Aide à la saisie et à l’estimation, outils de mise en conformité, modules de recherche intelligents ou suggestions de scénarios de vente (une vente de vins triés par millésime, des bijoux triés par pierres, des vinyles par styles de musique…), Frédéric Lapeyre a évoqué, cas concrets à l’appui, les nombreuses opportunités que l’IA peut offrir aux commissaires-priseurs, avant de rappeler que si elle place l’humain dans les meilleures conditions, ce n’est jamais pour se substituer à lui. « L’IA est une boîte bien pleine, mais elle n’est rien sans une tête bien faite : à la fin de la journée, c’est le commissaire-priseur qui tient le marteau, a conclu le président du directoire d’Interencheres.

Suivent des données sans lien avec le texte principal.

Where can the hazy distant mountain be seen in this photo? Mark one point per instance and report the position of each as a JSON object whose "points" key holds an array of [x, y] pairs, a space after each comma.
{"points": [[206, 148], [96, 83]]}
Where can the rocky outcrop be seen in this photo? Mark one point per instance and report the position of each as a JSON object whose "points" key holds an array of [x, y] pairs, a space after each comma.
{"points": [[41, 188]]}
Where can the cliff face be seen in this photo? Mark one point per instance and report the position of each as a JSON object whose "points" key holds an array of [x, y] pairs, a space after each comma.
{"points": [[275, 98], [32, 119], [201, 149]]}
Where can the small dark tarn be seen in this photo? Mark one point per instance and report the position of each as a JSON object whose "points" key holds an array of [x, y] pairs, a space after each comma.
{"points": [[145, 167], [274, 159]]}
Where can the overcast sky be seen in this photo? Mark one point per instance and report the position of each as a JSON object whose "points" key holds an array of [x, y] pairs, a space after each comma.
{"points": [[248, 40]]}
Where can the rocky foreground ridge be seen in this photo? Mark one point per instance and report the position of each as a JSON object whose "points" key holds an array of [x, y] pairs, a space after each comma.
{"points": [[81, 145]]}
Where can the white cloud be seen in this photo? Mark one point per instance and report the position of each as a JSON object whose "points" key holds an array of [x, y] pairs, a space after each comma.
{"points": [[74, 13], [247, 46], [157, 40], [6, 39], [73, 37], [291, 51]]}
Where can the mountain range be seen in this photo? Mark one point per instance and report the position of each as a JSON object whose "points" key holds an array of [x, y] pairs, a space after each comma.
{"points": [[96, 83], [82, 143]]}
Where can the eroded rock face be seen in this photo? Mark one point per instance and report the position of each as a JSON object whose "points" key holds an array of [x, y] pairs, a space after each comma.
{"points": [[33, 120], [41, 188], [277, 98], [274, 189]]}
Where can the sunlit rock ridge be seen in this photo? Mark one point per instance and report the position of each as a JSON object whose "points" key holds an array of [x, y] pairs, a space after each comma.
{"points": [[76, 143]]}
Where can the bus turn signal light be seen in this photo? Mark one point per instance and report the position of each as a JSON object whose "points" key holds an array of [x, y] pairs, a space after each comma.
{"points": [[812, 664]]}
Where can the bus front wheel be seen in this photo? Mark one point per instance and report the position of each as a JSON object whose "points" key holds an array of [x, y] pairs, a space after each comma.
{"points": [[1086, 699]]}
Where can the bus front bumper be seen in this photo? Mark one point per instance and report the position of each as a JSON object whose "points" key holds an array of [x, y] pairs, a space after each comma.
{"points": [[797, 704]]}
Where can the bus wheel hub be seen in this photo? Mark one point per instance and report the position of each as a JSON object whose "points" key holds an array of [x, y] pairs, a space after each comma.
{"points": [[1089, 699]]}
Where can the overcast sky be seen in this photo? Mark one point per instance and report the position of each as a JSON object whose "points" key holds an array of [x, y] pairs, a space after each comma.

Le véritable intérêt de l’IA est ainsi de vous permettre de vous recentrer sur ce que la technologie ne remplace pas : votre expertise, votre jugement… et votre relation aux personnes. »
En clôture de cette journée, Jean-Pierre Osenat et Édouard de Lamaze, président du CMV, ont rappelé qu’ils partageaient la même vision de l’avenir de la profession, en évoquant la création prochaine d’un institut de formation paritaire entre le CMV et le Symev.